The Court of Appeal found that the sentencing judge erred by relying on sentencing case law under the OHSA, and he failed to appreciate the higher degree of "moral blameworthiness and gravity associated" with a criminal conviction. Further, the sentencing judge erred by treating Metron's ability to pay as prerequisite to the imposition of a fine. On this point, the court noted that economic viability of an organization may be a factor if the organization fills an important place in the market or is a significant employer. However, the prospect of fining a company into bankruptcy should not be precluded in an appropriate case. The Court of Appeal concluded that the original fine was unfit and allowed the appeal. It imposed a fine of $750,000 on Metron.

Mr. Kazenelson did not plead guilty and elected to proceed to trial in relation to four counts of criminal negligence causing death and one count of criminal negligence causing bodily harm filed against him. On June 26, 2015, following a trial, Justice MacDonnell delivered his verdict that Mr. Kazenelson was guilty on all five counts. The court has not yet imposed a sentence on Mr. Kazenelson, but given the number and severity of charges against him it is likely he will be sentenced to serve a custodial sentence.

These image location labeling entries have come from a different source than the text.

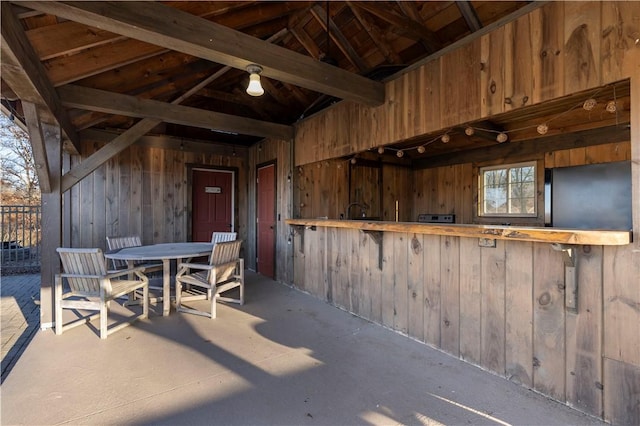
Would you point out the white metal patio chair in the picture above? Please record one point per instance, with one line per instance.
(224, 272)
(92, 287)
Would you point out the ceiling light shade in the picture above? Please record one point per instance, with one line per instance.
(542, 129)
(254, 88)
(589, 104)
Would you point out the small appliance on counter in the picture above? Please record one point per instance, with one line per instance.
(436, 218)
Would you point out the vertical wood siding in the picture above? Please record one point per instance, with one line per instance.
(144, 191)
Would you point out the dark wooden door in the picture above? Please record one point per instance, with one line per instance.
(212, 203)
(266, 220)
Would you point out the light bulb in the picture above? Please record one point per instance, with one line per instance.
(542, 129)
(255, 88)
(589, 104)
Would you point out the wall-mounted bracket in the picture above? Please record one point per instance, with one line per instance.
(569, 254)
(376, 236)
(299, 229)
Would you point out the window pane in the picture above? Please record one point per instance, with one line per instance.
(509, 190)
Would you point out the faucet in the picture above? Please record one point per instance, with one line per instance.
(363, 207)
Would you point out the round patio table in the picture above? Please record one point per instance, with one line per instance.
(164, 252)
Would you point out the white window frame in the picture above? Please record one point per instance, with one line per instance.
(507, 167)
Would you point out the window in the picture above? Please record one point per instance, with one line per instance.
(508, 190)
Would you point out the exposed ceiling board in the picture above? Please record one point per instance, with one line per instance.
(135, 50)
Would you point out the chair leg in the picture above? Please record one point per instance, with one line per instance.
(103, 320)
(213, 303)
(178, 293)
(58, 304)
(145, 301)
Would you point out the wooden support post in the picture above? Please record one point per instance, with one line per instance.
(376, 236)
(51, 224)
(569, 254)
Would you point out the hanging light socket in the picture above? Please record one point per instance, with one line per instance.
(589, 104)
(542, 129)
(254, 88)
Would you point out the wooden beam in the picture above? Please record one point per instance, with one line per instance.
(38, 146)
(133, 134)
(469, 14)
(609, 134)
(170, 142)
(419, 31)
(525, 10)
(307, 42)
(26, 75)
(171, 28)
(114, 103)
(341, 41)
(374, 32)
(52, 213)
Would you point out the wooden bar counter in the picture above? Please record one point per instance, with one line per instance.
(513, 233)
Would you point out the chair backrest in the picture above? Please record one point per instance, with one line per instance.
(114, 243)
(224, 255)
(219, 237)
(87, 264)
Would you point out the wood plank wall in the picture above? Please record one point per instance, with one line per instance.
(497, 307)
(144, 191)
(531, 60)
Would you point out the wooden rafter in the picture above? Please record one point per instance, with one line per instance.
(374, 32)
(22, 70)
(407, 25)
(469, 14)
(156, 23)
(338, 37)
(113, 103)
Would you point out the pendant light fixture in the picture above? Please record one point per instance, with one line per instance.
(254, 88)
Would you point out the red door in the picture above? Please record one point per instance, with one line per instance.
(212, 203)
(266, 220)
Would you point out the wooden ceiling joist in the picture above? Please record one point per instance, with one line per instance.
(114, 103)
(374, 32)
(411, 27)
(336, 35)
(173, 29)
(22, 70)
(469, 14)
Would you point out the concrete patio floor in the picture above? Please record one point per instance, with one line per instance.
(284, 358)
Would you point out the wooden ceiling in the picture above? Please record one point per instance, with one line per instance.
(179, 67)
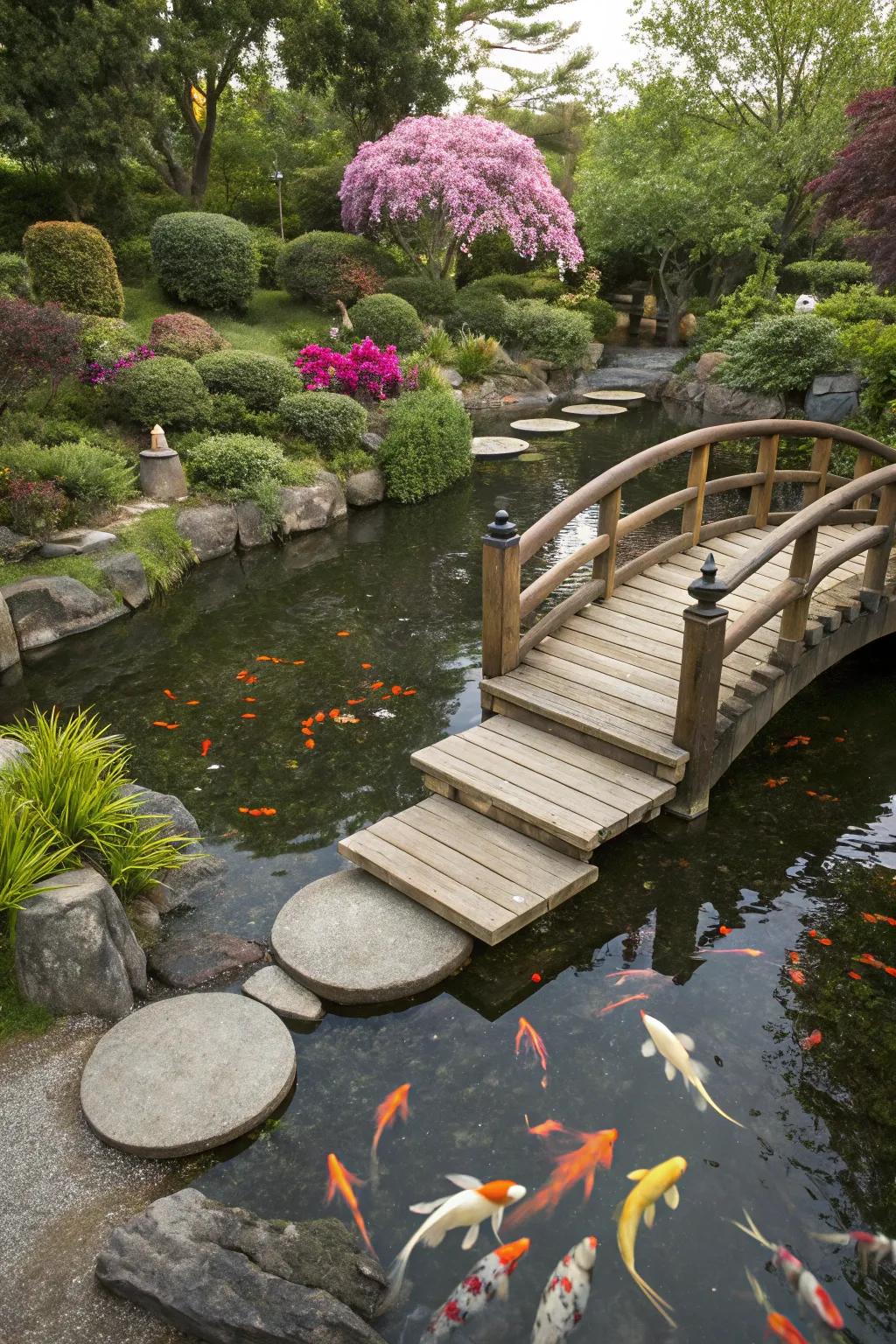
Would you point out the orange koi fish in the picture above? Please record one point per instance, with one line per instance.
(341, 1180)
(629, 999)
(579, 1164)
(386, 1113)
(527, 1035)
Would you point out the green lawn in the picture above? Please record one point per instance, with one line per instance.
(258, 328)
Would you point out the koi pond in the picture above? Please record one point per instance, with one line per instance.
(745, 932)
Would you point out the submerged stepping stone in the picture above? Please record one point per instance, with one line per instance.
(355, 940)
(492, 446)
(187, 1074)
(594, 410)
(284, 995)
(547, 425)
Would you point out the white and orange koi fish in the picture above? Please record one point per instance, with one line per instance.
(473, 1203)
(798, 1278)
(660, 1180)
(871, 1248)
(489, 1277)
(675, 1048)
(566, 1294)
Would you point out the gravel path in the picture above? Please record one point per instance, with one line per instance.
(60, 1193)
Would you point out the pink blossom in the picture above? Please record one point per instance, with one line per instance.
(436, 183)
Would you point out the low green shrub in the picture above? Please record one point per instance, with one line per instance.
(430, 298)
(549, 332)
(782, 354)
(164, 554)
(388, 320)
(261, 381)
(15, 277)
(160, 391)
(331, 421)
(205, 260)
(73, 265)
(426, 445)
(324, 266)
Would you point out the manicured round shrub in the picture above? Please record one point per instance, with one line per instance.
(331, 421)
(15, 277)
(262, 381)
(426, 445)
(160, 391)
(430, 298)
(236, 463)
(388, 320)
(324, 266)
(73, 265)
(205, 260)
(782, 354)
(559, 335)
(185, 336)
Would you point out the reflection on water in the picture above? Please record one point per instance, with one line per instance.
(771, 864)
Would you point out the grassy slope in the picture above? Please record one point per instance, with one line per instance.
(258, 328)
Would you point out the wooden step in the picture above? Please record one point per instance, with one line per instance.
(472, 872)
(562, 792)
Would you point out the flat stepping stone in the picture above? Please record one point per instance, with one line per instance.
(355, 940)
(187, 1074)
(283, 995)
(590, 409)
(492, 446)
(547, 425)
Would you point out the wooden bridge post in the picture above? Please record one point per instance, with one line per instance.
(699, 687)
(878, 561)
(500, 596)
(794, 616)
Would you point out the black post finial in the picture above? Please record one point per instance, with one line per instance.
(707, 591)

The concluding part to this column will appear in tomorrow's DCN. Send comments and Industry Perspectives column ideas to editor@dailycommercialnews.com.

2 comments

  • # 1

    Tim Dove

    A conviction may create a ripple effect,far and wide in construction and restoration as it applies to working at heights and other worker applications.
    The real issue is in the Ministry regulations of the term a competent person. Would this require a competent supervisor for all occupations?
    All are to blame,as even the workers are aware of gravity and basic fall arrest requirements. Most restoration companies require workers to provide there own fall arrest and P.P.E. and sign training and instruction forms as to circumvent liability for the owner. Today's mandatory W.S.I.B rates for Suspended equipment operators are at $18.91 per $100.00 paid.One of the highest occupational rates in Ontario. This rate penalizes the companies that provide and implement expensive health and safety training and supervision. With 34 years of experience in swing stage and bosun chair work,in restoration.( meets the term competent)Why would a supervisor/project manager expose themselves to fines and possible jail term for menial compensation. I would like to suggest that working at heights become a basic trade prerequisite or inclusion.Changes to the regulations in all occupations should require a competent supervisor,with the same ramifications.
  • # 2

    Tim Dove

    Employment standards does not protect an employee with less than 90 days of employment with in the company. This circumvents the right to refuse as a employee refuses dangerous work they are fired.Also called a reprisal for complying with the Ministry of labour regulations. One quick way to become unemployed if one follows regulations.